Other jays, which spent the summer farther north, are now moving through our area, as well. The jays that descended on your feeders probably were migrants.

Discouraging doves

Q Mourning doves have been making pests of themselves at our feeder and birdbath. How can I discourage them?

A You can keep them out of your feeders by offering seed in a feeder covered with a dome set low enough over the feeder so the doves can't fit beneath it. There's no way to exclude them from the birdbath, though. But because so many other birds are desperate for a drink in winter, it would be kind of you to learn to tolerate those mourning doves.

Egrets in winter

Q Where do all the beautiful egrets go to spend the winter?

A These stately white birds are well on their way to winter homes in the Gulf Coast states, Mexico and Central American countries as far south as Panama. There, they spend their time stalking fish, frogs and crabs in the same sort of watery areas they inhabit in the north during the summer.

Give 'em shelter

Q Is there one best thing I can do to help back-yard birds?

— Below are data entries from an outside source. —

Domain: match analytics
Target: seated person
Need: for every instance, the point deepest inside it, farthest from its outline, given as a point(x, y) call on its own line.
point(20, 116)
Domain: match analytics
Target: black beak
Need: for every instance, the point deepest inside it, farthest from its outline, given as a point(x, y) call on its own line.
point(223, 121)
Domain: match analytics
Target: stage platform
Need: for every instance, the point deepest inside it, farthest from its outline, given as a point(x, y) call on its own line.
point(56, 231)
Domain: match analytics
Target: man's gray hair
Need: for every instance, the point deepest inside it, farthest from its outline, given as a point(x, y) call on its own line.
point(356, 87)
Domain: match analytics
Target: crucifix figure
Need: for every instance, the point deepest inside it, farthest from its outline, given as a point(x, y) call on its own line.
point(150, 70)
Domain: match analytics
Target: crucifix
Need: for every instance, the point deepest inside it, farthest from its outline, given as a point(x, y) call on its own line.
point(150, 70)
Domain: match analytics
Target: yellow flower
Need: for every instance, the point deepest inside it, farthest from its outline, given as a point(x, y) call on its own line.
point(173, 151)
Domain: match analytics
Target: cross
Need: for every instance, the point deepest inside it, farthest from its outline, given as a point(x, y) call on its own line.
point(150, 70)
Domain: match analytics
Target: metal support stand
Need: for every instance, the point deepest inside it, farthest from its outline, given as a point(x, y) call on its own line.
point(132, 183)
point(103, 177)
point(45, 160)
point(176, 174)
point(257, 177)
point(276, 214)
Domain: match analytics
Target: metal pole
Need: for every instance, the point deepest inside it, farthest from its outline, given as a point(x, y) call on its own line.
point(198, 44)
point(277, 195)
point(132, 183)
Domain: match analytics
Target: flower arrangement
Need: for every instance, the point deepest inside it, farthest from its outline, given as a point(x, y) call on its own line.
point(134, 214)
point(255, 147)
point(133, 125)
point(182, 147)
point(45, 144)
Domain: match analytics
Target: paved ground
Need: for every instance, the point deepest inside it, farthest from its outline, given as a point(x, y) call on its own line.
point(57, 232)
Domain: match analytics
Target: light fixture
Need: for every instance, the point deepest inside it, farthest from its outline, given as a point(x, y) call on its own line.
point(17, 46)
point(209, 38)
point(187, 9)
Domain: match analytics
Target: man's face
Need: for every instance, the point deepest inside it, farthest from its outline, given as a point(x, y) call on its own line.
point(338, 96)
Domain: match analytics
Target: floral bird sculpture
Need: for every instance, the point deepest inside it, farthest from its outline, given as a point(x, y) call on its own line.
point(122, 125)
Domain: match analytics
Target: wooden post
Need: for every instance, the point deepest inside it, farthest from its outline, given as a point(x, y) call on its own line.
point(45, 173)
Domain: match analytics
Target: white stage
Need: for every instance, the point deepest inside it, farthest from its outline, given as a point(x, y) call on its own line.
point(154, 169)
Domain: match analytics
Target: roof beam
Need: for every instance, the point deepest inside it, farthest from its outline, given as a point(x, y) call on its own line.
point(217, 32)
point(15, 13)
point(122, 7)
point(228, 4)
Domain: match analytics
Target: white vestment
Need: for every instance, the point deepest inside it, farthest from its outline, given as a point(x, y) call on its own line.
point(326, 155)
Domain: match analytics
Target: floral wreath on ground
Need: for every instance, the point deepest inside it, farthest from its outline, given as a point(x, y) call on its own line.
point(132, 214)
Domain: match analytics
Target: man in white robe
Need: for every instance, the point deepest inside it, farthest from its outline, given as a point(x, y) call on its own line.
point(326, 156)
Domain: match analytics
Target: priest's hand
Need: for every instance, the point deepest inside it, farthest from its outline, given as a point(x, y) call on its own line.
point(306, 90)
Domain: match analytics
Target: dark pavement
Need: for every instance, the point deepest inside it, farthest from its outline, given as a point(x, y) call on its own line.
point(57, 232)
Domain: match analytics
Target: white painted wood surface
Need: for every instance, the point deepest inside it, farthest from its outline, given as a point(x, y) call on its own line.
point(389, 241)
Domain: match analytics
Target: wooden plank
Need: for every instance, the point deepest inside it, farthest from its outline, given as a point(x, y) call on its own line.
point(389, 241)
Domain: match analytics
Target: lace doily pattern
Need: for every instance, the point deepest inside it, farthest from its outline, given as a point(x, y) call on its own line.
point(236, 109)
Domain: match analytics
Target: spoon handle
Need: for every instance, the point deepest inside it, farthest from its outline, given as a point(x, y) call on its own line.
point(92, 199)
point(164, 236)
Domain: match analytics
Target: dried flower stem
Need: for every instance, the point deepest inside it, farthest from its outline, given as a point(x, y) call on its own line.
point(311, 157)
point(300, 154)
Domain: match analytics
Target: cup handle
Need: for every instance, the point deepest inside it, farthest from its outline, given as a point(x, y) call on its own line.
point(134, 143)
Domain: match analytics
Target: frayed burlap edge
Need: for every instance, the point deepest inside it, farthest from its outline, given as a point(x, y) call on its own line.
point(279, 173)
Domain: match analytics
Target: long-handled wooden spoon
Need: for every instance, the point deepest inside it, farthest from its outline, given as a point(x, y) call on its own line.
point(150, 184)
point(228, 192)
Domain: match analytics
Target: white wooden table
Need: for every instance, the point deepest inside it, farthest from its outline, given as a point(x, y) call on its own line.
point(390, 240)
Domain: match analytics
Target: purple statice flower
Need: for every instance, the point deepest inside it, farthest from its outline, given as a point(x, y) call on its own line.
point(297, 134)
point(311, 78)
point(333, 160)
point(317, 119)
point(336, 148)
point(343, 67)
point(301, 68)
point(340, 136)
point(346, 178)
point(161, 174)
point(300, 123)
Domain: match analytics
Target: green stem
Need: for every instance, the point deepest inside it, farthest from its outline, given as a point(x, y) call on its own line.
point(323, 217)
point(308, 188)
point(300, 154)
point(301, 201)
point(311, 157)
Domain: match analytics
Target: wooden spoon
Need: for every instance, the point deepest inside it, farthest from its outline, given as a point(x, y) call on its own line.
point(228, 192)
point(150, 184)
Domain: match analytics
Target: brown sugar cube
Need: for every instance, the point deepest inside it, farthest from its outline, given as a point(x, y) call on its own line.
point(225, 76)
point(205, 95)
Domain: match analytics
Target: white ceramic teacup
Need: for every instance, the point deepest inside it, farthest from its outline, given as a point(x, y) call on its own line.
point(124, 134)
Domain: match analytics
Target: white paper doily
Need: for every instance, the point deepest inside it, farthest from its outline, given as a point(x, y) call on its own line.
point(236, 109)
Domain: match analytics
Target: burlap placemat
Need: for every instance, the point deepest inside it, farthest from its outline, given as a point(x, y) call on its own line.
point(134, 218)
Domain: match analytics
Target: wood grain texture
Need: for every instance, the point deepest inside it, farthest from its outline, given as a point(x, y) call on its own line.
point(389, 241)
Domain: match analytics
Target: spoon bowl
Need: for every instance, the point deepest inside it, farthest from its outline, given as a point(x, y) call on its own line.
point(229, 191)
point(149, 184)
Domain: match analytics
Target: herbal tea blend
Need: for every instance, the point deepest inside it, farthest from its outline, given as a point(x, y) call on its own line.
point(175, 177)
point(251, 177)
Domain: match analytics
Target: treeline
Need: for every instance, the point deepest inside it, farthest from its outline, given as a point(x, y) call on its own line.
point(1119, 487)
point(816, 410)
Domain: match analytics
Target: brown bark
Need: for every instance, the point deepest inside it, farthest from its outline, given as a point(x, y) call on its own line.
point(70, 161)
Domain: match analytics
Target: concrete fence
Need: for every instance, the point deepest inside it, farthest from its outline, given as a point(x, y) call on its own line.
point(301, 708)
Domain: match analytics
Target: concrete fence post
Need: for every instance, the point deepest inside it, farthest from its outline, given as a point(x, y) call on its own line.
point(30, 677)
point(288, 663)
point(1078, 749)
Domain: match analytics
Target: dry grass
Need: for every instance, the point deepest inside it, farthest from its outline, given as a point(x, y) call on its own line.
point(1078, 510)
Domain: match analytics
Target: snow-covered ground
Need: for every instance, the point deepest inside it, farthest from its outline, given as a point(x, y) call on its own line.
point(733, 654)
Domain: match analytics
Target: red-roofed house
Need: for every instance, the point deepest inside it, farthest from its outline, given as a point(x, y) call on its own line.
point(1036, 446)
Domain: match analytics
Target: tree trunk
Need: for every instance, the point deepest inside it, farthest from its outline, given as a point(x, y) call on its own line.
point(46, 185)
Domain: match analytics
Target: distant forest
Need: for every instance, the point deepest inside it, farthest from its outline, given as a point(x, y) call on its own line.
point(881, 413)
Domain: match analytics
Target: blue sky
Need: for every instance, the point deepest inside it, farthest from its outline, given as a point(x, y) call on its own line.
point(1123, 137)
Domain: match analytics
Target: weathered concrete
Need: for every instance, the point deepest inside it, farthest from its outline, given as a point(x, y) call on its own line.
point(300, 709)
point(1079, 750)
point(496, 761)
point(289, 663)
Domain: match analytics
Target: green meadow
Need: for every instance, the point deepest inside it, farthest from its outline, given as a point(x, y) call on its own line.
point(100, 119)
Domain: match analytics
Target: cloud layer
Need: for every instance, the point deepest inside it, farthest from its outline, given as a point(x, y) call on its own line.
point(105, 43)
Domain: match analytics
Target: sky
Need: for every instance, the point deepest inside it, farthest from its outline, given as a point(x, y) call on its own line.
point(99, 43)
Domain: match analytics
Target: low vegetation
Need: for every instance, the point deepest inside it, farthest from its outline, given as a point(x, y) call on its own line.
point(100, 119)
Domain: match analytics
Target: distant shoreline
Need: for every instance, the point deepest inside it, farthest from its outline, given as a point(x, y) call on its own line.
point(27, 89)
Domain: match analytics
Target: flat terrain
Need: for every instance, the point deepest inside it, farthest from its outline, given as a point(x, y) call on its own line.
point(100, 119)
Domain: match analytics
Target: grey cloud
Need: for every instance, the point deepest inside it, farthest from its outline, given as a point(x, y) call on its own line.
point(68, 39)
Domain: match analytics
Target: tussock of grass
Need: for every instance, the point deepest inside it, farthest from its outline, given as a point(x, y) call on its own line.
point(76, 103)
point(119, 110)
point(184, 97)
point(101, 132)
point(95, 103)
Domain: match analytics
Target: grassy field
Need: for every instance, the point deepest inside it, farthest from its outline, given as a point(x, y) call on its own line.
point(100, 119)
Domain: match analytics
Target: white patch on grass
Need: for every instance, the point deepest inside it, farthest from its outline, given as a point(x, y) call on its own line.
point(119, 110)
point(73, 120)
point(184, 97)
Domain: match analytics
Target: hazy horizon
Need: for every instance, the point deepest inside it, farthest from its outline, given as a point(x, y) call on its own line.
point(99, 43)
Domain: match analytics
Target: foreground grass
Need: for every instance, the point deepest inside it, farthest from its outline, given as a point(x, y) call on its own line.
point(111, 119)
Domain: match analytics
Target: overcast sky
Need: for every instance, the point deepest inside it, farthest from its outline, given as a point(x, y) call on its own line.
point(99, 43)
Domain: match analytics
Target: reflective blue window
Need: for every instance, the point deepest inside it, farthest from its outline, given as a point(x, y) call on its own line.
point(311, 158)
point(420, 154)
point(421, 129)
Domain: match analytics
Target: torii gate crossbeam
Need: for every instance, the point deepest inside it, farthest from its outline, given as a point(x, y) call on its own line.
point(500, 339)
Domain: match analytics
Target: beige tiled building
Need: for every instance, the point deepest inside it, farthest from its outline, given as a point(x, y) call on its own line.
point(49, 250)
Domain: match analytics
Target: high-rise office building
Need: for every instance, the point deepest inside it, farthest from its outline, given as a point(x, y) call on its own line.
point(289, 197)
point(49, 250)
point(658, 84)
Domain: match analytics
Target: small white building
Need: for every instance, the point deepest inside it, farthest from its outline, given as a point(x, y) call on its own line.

A Plant an evergreen tree or shrub. Better yet, plant several of them. Birds usually can find enough food from wild sources, but places to hide and sleep are in short supply, especially in urban areas.

Preying on predators

Q Do eagles have predators?

A Only one: humans. We trapped them, poisoned them, shot them and raided their nests for eggs. However, this large, handsome bird of prey is on the rebound, thanks to protection provided by the Endangered Species Act and by the Bald and Golden Eagle Protection Act.

Their population is high enough that the federal government removed the eagle from endangered species protection in 2007, but other federal sanctions against harming them still apply.